Image-builder is used only for legacy stuff, that is hard to move, like slackmessagesender
, which is written in Python. And is used as a substitution for docker-less image building for other teams. It requires its own set of improvements, but there was no real progress there.
Keeping this structure is logical and beneficial for development work, speeding up maintenance across multiple applications that you have to maintain.
I just wonder if it is worth to migrate test/base images as we will not maintain them in the long-term. But it depends on the effort of migration.
I don't actually see the pros with using redundant dockerfiles. ko simplify a lot building process, consistency and dependency management.
@akiioto we never had redundant dockerfiles. We always had one and only one dockerfile for each image. Same as you have one line in ko.yaml and koapps.yaml files for each image. I don't see a reason we should have redundant dockerfiles.
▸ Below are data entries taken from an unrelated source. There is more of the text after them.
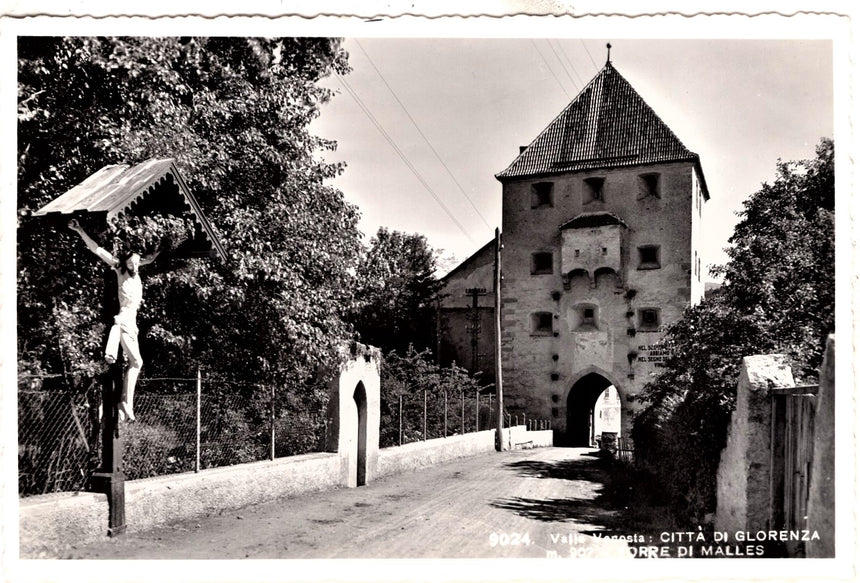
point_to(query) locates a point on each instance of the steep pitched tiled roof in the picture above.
(607, 125)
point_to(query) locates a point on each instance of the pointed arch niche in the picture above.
(353, 415)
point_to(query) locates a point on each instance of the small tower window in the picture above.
(541, 263)
(541, 194)
(649, 186)
(649, 257)
(542, 324)
(649, 319)
(586, 317)
(592, 189)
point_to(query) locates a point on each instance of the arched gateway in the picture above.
(583, 402)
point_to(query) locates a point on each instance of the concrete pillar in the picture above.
(743, 479)
(821, 509)
(353, 415)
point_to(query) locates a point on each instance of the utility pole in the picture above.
(497, 293)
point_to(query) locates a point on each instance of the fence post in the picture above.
(272, 425)
(477, 410)
(197, 432)
(462, 412)
(445, 434)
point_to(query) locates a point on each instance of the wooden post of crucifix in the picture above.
(149, 188)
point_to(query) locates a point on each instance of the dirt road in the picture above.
(535, 503)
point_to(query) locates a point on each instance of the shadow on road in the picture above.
(591, 507)
(605, 498)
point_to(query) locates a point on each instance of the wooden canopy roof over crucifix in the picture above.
(154, 184)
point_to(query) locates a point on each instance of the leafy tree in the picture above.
(778, 296)
(233, 113)
(396, 292)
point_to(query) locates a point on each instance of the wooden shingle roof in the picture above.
(118, 189)
(607, 125)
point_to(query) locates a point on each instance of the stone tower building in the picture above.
(601, 222)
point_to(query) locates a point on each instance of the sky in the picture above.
(455, 112)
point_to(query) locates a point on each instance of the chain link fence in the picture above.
(183, 424)
(411, 417)
(190, 424)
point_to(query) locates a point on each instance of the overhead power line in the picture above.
(400, 153)
(557, 80)
(426, 140)
(561, 62)
(589, 54)
(570, 63)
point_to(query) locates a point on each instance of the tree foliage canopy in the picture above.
(397, 288)
(778, 297)
(233, 113)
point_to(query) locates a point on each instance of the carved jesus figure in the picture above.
(124, 329)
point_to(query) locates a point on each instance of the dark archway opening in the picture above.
(580, 409)
(360, 398)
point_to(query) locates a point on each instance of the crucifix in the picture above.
(151, 188)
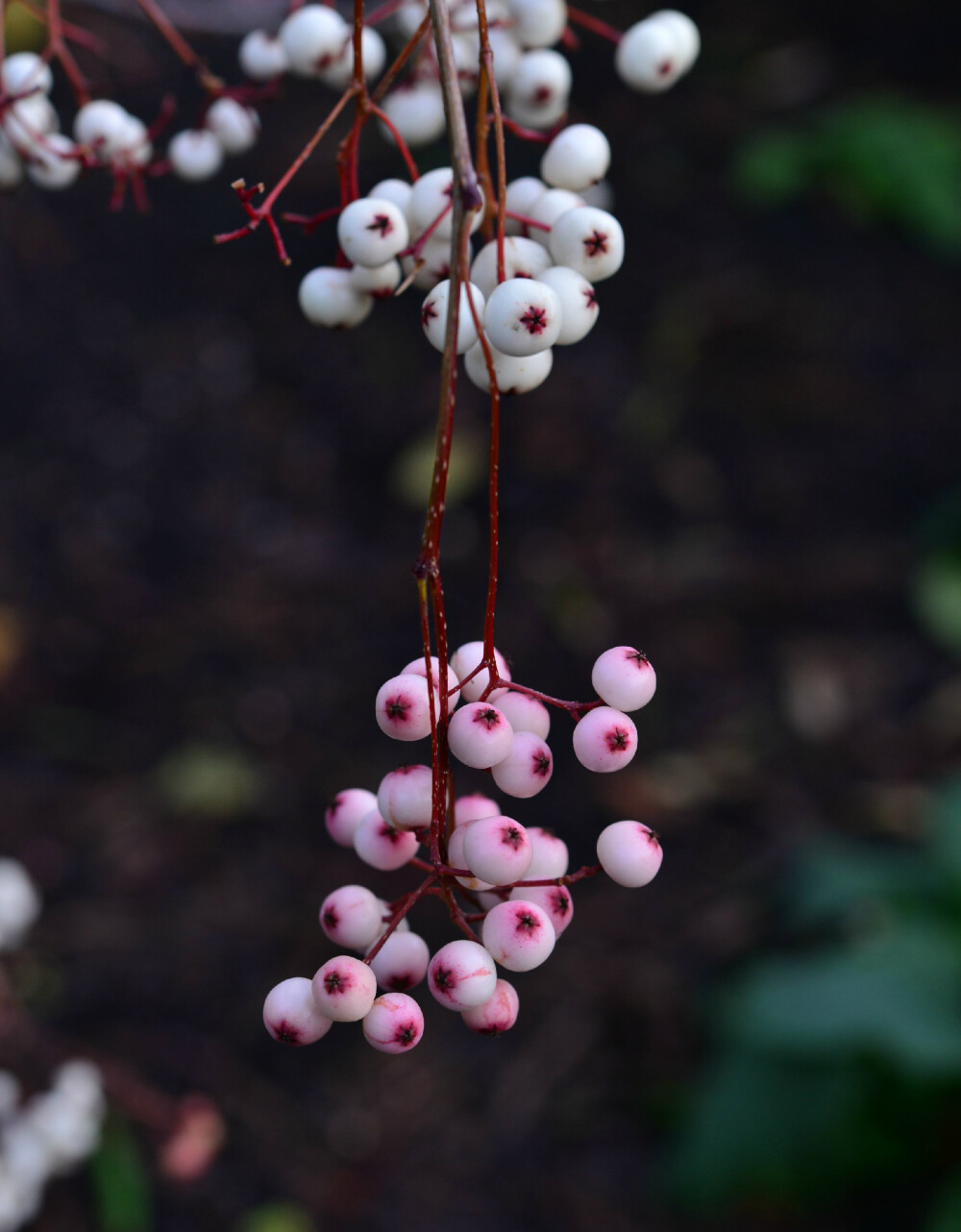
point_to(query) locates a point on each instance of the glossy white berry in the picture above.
(512, 374)
(416, 112)
(578, 157)
(403, 707)
(393, 1023)
(234, 126)
(20, 903)
(497, 850)
(24, 71)
(550, 855)
(433, 315)
(527, 769)
(381, 846)
(327, 297)
(589, 240)
(380, 281)
(497, 1014)
(350, 916)
(261, 57)
(372, 231)
(345, 812)
(402, 962)
(605, 739)
(624, 678)
(195, 154)
(579, 309)
(461, 974)
(525, 713)
(523, 259)
(480, 735)
(405, 798)
(554, 900)
(464, 662)
(53, 164)
(523, 317)
(518, 934)
(344, 988)
(537, 22)
(629, 852)
(291, 1016)
(312, 38)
Why you think we need redundant dockerfiles?
Could you please share more details how ko improves dependency management?
With simplify a build process that is true if you have only golang images which doesn't require any custom base images. If that is not true then you have to use ko as an additional building tool, which is not a simplification.
About consistency I agree, but it again limited to golang apps images only. Anything else will not benefit from that.
This issue has been automatically marked as stale due to the lack of recent activity. It will soon be closed if no further activity occurs. Thank you for your contributions.
This issue has been automatically closed due to the lack of recent activity. /lifecycle rotten
Still relevant and necessary to deprecate prow.